El programa de acciones que anuncia YPF se inicia con más de 100 pozos que se perforarán en los primeros doce meses.
YPF aportará la concesión del área y ambas firmas compartirán costos de exploración, explotación, lo que en buen romance significa que además de aceptar involucrarnos en esta catastrófica quimera del “petróleo de acuífero” como preferimos llamarlo, nosotros financiaremos con el esfuerzo de sufridos argentinos, parte de la historia, dado que no tenemos la maquina de emitir dólares como nuestros socios en esta locura.

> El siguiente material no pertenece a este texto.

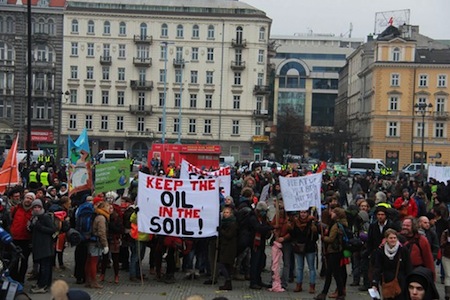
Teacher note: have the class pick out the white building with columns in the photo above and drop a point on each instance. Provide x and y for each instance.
(140, 72)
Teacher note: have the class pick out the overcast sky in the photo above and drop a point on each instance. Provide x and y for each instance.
(334, 16)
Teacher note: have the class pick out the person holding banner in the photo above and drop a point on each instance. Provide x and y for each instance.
(261, 229)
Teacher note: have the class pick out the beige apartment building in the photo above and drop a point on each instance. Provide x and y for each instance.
(396, 97)
(173, 71)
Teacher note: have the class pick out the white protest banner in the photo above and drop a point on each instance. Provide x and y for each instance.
(189, 171)
(300, 193)
(177, 207)
(439, 173)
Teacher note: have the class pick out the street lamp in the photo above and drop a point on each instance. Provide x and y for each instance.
(66, 96)
(165, 45)
(422, 108)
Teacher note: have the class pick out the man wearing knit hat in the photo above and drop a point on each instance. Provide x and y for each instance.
(20, 215)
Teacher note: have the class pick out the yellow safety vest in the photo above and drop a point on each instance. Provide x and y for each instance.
(44, 178)
(32, 176)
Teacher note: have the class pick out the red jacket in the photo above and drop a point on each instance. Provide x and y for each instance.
(410, 210)
(20, 218)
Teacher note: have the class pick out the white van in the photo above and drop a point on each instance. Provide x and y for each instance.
(360, 166)
(105, 156)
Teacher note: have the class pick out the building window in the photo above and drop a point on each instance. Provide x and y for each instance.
(235, 127)
(194, 77)
(194, 54)
(442, 80)
(178, 75)
(89, 97)
(159, 124)
(258, 127)
(107, 28)
(88, 122)
(89, 72)
(440, 105)
(210, 54)
(393, 103)
(164, 30)
(208, 101)
(207, 128)
(104, 123)
(195, 32)
(209, 77)
(262, 34)
(396, 54)
(73, 72)
(73, 97)
(393, 129)
(192, 124)
(91, 27)
(122, 51)
(210, 32)
(122, 28)
(119, 123)
(180, 31)
(260, 56)
(162, 75)
(74, 26)
(423, 80)
(161, 99)
(439, 130)
(90, 49)
(237, 78)
(121, 74)
(120, 98)
(236, 102)
(72, 121)
(105, 73)
(395, 79)
(193, 101)
(105, 97)
(177, 100)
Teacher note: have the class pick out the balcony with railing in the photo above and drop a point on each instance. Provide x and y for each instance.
(238, 65)
(142, 61)
(143, 39)
(261, 90)
(440, 115)
(261, 114)
(141, 109)
(141, 85)
(178, 63)
(239, 43)
(105, 60)
(146, 134)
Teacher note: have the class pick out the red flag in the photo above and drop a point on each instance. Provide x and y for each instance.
(9, 174)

Estos fondos serán destinados a explorar una parte de los gigantescos campos argentinos, incluida nuestra provincia de Entre Ríos, en cuyos subsuelos se supone descansan fabulosas reservas de este petróleo y gas natural no convencional para permitirle a EEUU seguir sosteniendo su consumo desenfrenado de combustibles fósiles, con la avidez de un enfermo terminal, que como Drácula,  necesita un flujo continuo de sangre nueva para sostenerse vivo.
Los antecedentes que ofrece nuestro país en estos temas de la sumisión económica incondicional a los intereses de los países ricos del planeta son alarmantes.

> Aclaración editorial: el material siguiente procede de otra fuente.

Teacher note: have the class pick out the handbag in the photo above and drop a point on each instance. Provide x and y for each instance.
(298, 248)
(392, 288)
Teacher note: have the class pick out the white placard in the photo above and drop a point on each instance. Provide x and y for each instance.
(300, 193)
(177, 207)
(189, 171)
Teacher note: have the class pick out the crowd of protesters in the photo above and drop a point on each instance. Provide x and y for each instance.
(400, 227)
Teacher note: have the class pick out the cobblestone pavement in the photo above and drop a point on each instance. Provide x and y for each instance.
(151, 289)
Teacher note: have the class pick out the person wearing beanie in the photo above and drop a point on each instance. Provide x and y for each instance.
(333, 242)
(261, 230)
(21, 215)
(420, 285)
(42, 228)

Primero, cuando nos cambiaban, en forma crecientemente desigual, productos primarios por industriales, en una ecuación perversa, a la que los economistas llamaban “deterioro de los términos del intercambio”, mientras que el pequeño sector que tomaba los beneficios locales de esa aventura brindaba con Don Pérignon, porque éramos “el granero del mundo”
Luego fue la sumisión nacional a escala inaudita al modelo de la multinacional Monsanto que logró que sin ninguna resistencia entregáramos decenas de millones de hectáreas de nuestra Pampa Húmeda a lo que el Dr. Andrés Carrasco denominó el mayor experimento de la historia humana sobre seres vivos, con los temibles cultivos transgénicos.
Ahora nuestra dirigencia  los recibe con los brazos abiertos para que vengan a instalar este modelo que viene siendo prohibido en el mundo entero, en regiones y países de todas las latitudes, como Francia, Irlanda, Bulgaria, Québec, en Canadá ó Vermont en los mismísimos EEUU, aunque la lista se aumenta todos los días.
¿Se instalará finalmente este aterrador modelo de extracción de petróleo de acuífero en nuestro país?
Ahora somos los argentinos los que tenemos la palabra, ojala que hablemos antes que sea demasiado tarde.